Le basi molecolari che portano all'aumento dei livelli di LDL sono correlate ad uno dei seguenti meccanismi: un ridotto numero di LDLR o un ridotta attività di LDLR in tutte le cellule ma, principalmente, negli epatotici; il che porta ad una ridotta clereance delle LDL del plasma; difetti di apo B100 portano ad un mancato legame con LDLR, invece, una maggiore espressione o un'iperattività di PCSK9 , che risulta in una rapida internalizzazione e degradazione di LDLR e quindi ad un ridotto numero di LDLR.
Cenni sul trattamento di alterati livelli di colesterolo LDL
Modifiche dello stile di vita
L'alimentazione e lo stile di vita possono essere importanti alleati nella lotta contro il rischio cardiovascolare e anche nella gestione di alterati livelli delle LDL. Nella figura 4 si sono riassunti i principali interventi utili per la riduzione delle LDL.
Fig. 4 Interventi sullo stile di vita per ridurre le LDL e i trigliceridi. La forza dell'effetto (++ = 5-10%, + = < 5%) e il livello di evidenza dell'impatto di ogni modificazione(estratto da (Members, (CPG), & Societies, 2019).
Trattamento farmacologico
È chiaro che in determinati casi si debba intervenire, oltre che con le indicazioni atte ad adottare uno stile di vita sano e attivo, tramite agenti farmacologici. La classe di farmaci più usate per controllare i livelli di colesterolo è rappresentata dalle statine, il cui meccanismo d'azione prevede l'inibizione dell'enzima idrossimetilglutaril-CoA reduttasi (HMG-Coa reduttasi), che è l'enzima limitate durante il processo di sintesi del colesterolo.
La riduzione di colesterolo intracellulare, promuove l'incremento dell'espressione del recettore delle LDL sugli epatociti che, di fatto, aumentano l'assorbimento di LDL dal sangue, andando così a diminuire la concentrazione di LDL.
In natura esiste un prodotto, noto come riso rosso fermentato che possiede un effetto ipocolesterolemizzante che si espleta tramite un'azione statino-simile (inibisce HMG-Coa reduttasi), grazie all'azione della monacolina che rappresenta il componente bioattivo.

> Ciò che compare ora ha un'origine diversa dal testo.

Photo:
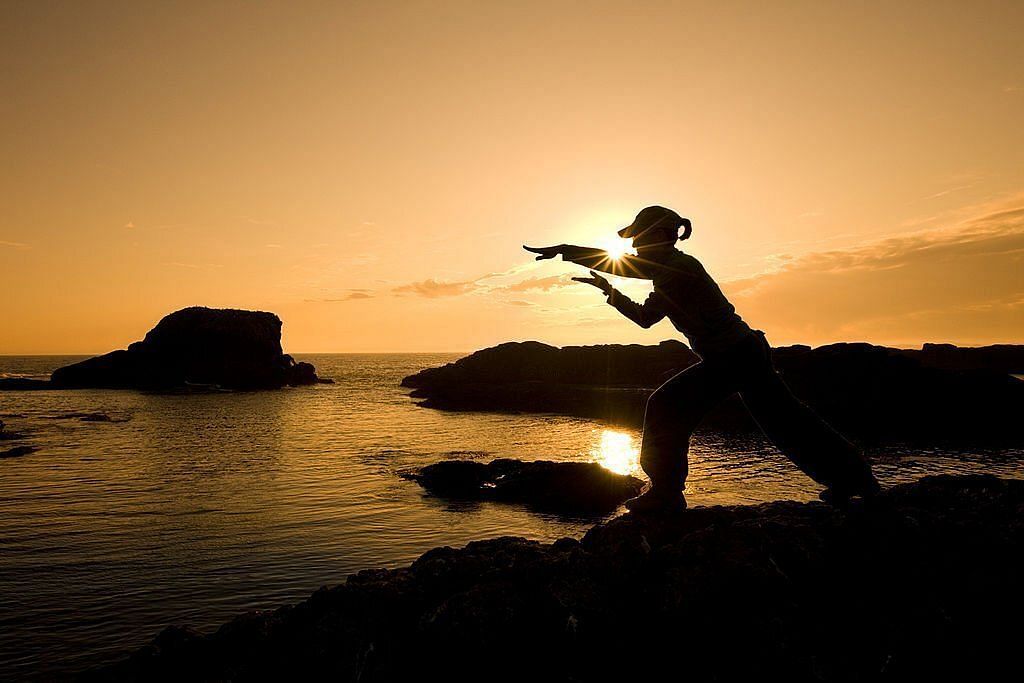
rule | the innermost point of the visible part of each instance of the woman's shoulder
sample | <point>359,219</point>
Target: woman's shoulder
<point>682,264</point>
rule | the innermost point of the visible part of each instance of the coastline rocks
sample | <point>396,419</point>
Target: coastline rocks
<point>564,486</point>
<point>872,393</point>
<point>915,585</point>
<point>23,384</point>
<point>216,347</point>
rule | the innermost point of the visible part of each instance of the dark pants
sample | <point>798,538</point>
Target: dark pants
<point>677,407</point>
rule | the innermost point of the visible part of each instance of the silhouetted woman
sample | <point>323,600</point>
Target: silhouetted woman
<point>733,358</point>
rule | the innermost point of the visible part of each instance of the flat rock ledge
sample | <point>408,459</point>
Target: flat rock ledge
<point>923,583</point>
<point>554,486</point>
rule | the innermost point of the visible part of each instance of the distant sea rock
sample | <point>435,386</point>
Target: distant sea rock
<point>940,393</point>
<point>567,487</point>
<point>920,585</point>
<point>223,347</point>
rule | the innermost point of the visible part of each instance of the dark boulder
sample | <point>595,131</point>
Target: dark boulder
<point>543,484</point>
<point>871,393</point>
<point>921,584</point>
<point>236,349</point>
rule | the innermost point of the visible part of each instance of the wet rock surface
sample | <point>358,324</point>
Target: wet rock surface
<point>217,347</point>
<point>938,394</point>
<point>567,487</point>
<point>920,584</point>
<point>17,452</point>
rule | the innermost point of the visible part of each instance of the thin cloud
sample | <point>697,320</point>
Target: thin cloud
<point>433,289</point>
<point>354,296</point>
<point>540,284</point>
<point>956,284</point>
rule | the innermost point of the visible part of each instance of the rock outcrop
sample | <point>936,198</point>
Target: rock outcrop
<point>921,584</point>
<point>566,487</point>
<point>873,393</point>
<point>223,347</point>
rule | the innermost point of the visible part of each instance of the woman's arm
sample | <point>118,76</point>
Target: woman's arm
<point>595,259</point>
<point>645,314</point>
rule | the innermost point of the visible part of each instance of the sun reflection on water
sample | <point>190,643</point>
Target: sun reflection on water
<point>617,452</point>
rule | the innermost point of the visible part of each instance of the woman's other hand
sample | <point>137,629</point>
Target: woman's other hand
<point>545,252</point>
<point>597,281</point>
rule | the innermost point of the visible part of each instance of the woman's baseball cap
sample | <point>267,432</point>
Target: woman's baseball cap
<point>655,216</point>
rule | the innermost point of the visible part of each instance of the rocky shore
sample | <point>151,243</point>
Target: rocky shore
<point>921,584</point>
<point>937,394</point>
<point>579,488</point>
<point>192,348</point>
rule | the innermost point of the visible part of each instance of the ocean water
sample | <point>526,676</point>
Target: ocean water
<point>190,509</point>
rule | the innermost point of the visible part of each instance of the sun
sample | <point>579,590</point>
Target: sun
<point>615,247</point>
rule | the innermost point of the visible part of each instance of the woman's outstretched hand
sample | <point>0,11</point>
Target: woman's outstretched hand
<point>597,281</point>
<point>545,252</point>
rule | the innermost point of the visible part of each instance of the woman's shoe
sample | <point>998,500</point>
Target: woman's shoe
<point>654,501</point>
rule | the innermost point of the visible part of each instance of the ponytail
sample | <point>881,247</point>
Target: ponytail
<point>687,228</point>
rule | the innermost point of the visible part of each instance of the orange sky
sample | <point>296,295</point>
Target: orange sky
<point>369,171</point>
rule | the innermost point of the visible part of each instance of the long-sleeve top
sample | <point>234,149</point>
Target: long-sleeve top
<point>683,292</point>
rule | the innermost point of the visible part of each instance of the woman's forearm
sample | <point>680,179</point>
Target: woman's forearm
<point>598,259</point>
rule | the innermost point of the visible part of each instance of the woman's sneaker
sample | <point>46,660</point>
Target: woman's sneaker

Esistono anche altri meccanismi con cui è possibile ridurre i livelli di colesterolo, ad esempio il farmaco ezetimibe, inibisce l'assorbimento del colesterolo proveniente dalla dieta e di quello presente nella bile a livello dell'orletto a spazzola dell'enterocita; interagendo con la proteina Niemann-Pick C1-like 1, senza interferire con l'assorbimento di altri nutrienti. La riduzione dell'assorbimento di colesterolo, innesca una maggiore espressione dei recettori per LDL, il che favorisce una riduzione del contenuto di colesterolo nel sangue.
Altro interessante meccanismo sfruttato per la riduzione di del colesterolo LDL nel sangue, è rappresentato dall'inibizione di PCSK9; dal momento che elevati livelli o un'iperfunzionalità di questa proteina nel plasma riduce i recettori per le LDL, sono stati sviluppati alcuni anticorpi monoclonali in grado di ridurre la presenza di PCSK9 nel plasma e quindi di evitare la degradazione del recettore.